Le programme Défenseuses des droits humains collabore avec des partenaires internationaux et régionaux ainsi qu’avec les membres de l’AWID pour éveiller les consciences à propos de ces risques et menaces, pour plaider en faveur de mesures féministes et holistiques de protection et de sécurité et enfin pour promouvoir activement une culture du souci de soi et du bien-être collectif au sein de nos mouvements.
Les risques et menaces qui planent sur les défenseuses
Les défenseuses des droits humains sont exposées aux mêmes types de risques que toutes les autres personnes qui défendent les droits humains, les communautés et l’environnement. Mais elles se heurtent également à des violences fondées sur le genre et à des risques spécifiques de nature genrée parce qu’elles remettent en cause les normes de genre en vigueur au sein de leur culture et de leur société.

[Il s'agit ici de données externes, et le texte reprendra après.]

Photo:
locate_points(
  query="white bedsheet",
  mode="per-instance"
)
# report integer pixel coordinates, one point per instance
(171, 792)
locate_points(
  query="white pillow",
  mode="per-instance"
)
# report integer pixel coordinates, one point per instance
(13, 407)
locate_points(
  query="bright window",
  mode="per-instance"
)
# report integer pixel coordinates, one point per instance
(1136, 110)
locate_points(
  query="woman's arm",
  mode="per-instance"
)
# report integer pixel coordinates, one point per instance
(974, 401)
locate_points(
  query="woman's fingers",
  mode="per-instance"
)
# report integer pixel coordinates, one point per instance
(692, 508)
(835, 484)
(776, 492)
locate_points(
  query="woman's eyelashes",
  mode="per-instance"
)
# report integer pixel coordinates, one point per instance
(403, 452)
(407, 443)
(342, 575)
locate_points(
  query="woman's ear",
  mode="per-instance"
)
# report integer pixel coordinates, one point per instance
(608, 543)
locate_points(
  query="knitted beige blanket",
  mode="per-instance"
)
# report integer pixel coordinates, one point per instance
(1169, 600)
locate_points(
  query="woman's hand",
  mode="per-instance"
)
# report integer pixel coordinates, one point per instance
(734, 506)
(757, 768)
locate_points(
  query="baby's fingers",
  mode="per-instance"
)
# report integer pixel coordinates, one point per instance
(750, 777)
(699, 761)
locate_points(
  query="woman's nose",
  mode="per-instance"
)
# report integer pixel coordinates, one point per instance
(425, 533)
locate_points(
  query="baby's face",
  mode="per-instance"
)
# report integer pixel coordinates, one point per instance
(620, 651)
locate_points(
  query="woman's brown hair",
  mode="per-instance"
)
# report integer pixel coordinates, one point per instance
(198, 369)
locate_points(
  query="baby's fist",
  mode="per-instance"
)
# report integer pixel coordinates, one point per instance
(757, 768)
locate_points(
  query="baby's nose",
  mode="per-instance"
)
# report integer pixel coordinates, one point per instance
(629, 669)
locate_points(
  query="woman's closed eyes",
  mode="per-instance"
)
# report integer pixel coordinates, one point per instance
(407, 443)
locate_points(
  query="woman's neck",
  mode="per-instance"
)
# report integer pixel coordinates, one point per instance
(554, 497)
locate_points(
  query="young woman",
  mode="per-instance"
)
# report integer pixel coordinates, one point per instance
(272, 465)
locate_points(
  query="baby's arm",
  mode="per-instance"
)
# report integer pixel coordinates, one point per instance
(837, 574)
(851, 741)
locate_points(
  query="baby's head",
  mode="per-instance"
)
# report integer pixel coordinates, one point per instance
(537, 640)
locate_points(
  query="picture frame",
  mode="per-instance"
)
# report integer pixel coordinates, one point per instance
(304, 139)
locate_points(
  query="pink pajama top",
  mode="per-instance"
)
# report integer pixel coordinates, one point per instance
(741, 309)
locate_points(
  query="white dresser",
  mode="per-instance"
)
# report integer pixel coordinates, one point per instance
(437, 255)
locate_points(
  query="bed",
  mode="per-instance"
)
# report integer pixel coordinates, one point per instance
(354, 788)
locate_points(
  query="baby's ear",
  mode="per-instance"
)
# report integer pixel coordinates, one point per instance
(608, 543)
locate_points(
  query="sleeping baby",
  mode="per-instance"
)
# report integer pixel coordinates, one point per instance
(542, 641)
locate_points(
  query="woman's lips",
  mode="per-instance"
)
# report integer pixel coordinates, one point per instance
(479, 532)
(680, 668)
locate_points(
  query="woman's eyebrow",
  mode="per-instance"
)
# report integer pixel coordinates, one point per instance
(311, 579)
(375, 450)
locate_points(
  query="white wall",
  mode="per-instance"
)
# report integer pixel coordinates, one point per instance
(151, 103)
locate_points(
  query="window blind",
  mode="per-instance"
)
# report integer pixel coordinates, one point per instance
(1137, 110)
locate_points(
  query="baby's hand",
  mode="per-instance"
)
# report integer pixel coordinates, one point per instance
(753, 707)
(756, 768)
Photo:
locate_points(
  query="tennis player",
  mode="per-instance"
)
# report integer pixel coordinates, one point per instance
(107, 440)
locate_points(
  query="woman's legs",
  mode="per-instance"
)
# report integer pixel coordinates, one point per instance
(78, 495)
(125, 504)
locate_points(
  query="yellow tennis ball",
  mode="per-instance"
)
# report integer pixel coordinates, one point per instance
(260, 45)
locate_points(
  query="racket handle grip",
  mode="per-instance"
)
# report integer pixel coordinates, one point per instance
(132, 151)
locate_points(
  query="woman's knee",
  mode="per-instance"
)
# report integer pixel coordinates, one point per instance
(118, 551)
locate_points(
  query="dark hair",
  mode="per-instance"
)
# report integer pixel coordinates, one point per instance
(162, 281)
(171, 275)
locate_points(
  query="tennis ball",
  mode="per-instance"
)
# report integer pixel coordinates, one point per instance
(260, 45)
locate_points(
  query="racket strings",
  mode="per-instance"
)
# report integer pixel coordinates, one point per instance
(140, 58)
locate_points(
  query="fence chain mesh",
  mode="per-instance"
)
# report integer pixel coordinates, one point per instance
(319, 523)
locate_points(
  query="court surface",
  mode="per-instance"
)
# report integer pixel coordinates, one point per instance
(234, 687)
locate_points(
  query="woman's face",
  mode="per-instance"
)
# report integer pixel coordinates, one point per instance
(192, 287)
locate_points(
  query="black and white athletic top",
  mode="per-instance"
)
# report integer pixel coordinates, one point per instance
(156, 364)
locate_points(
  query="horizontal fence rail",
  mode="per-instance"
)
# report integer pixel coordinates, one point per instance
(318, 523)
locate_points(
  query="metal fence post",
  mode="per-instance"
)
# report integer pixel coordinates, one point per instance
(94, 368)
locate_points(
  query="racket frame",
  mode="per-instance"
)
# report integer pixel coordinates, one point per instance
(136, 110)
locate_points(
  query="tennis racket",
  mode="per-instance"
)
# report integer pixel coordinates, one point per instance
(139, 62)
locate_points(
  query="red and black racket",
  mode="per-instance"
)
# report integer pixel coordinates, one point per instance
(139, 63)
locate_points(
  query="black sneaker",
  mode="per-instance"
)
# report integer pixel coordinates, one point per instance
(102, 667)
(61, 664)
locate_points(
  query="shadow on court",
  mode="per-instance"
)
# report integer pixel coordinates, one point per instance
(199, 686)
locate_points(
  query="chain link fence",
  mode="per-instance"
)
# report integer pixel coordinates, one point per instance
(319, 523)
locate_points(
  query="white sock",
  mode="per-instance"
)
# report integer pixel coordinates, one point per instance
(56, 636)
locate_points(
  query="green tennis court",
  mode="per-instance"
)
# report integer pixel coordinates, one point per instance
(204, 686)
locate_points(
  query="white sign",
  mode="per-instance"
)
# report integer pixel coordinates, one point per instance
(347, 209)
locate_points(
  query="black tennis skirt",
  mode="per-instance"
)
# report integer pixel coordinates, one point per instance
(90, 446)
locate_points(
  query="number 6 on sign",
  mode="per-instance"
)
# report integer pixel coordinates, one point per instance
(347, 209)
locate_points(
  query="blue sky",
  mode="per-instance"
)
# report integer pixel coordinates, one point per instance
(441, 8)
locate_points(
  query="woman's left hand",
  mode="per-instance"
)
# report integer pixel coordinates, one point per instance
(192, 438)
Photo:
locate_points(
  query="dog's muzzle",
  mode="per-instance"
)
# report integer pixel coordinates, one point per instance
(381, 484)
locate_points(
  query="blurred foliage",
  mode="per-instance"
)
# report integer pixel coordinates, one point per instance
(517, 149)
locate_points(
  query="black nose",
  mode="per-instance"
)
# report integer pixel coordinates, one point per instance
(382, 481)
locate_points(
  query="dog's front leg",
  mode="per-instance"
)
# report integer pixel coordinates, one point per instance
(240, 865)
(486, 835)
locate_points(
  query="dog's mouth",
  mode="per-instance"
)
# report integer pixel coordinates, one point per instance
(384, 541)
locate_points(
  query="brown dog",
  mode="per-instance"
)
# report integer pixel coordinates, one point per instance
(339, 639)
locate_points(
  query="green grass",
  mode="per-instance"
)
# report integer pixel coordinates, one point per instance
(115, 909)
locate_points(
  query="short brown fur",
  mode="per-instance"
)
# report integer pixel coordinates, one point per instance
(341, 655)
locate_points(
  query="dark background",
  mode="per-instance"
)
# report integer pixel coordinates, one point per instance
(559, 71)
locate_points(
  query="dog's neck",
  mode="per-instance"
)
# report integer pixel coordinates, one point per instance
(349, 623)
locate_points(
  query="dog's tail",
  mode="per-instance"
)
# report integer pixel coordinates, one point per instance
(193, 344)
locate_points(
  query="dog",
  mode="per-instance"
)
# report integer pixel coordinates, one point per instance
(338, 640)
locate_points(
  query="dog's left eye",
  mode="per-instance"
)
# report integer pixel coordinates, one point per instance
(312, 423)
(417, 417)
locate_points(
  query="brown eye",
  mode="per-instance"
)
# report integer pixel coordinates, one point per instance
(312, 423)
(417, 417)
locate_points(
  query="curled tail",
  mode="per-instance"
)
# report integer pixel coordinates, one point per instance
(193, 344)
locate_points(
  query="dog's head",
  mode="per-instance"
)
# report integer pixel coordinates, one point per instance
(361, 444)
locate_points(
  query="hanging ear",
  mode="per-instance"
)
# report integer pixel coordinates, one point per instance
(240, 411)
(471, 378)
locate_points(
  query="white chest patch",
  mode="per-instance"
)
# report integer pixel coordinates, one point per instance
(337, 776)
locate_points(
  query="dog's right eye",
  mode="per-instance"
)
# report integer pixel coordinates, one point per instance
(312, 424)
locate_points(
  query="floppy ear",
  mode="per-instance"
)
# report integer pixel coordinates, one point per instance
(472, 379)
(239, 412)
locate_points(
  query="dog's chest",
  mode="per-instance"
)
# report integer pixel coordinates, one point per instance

En défendant les droits, les défenseuses des droits humains sont exposées aux risques suivants :
les agressions physiques et la mort
les tentatives d’intimidation et le harcèlement, y compris dans les espaces en ligne
le harcèlement judiciaire et la criminalisation
l’épuisement
Une approche holistique et collaborative de la sécurité
Nous travaillons en collaboration avec des réseaux internationaux et régionaux ainsi qu’avec nos membres pour :
éveiller les consciences à propos des violations des droits humains et abus dont sont victimes les défenseuses des droits humains ainsi que de la violence systémique et de la discrimination qu’elles subissent ;
renforcer les mécanismes de protection et faire en sorte que des réactions plus efficaces et plus rapides s’organisent quand des défenseuses sont en danger.
Nous travaillons à la promotion d’une approche holistique de la protection des défenseuses, qui suppose notamment :
de mettre l’accent sur l’importance du souci de soi et du bien-être collectif, et de reconnaître le fait que ces notions peuvent revêtir une signification différente dans chaque culture ;
de documenter les violations dont sont victimes les défenseuses des droits humains dans une perspective féministe intersectionnelle ;
de promouvoir la reconnaissance et la célébration du travail et de la résilience des défenseuses des droits humains dans la société ; et
de construire des espaces civiques propices au démantèlement des inégalités structurelles, sans restrictions ni obstacles.
Nos actions
Nous souhaitons contribuer à l’avènement d’un monde plus sûr pour les défenseuses des droits humains, leurs familles et leurs communautés. Nous pensons que le fait que les défenseuses œuvrent en faveur des droits et de la justice ne devrait pas leur faire courir de risques ; leur action devrait être appréciée et célébrée.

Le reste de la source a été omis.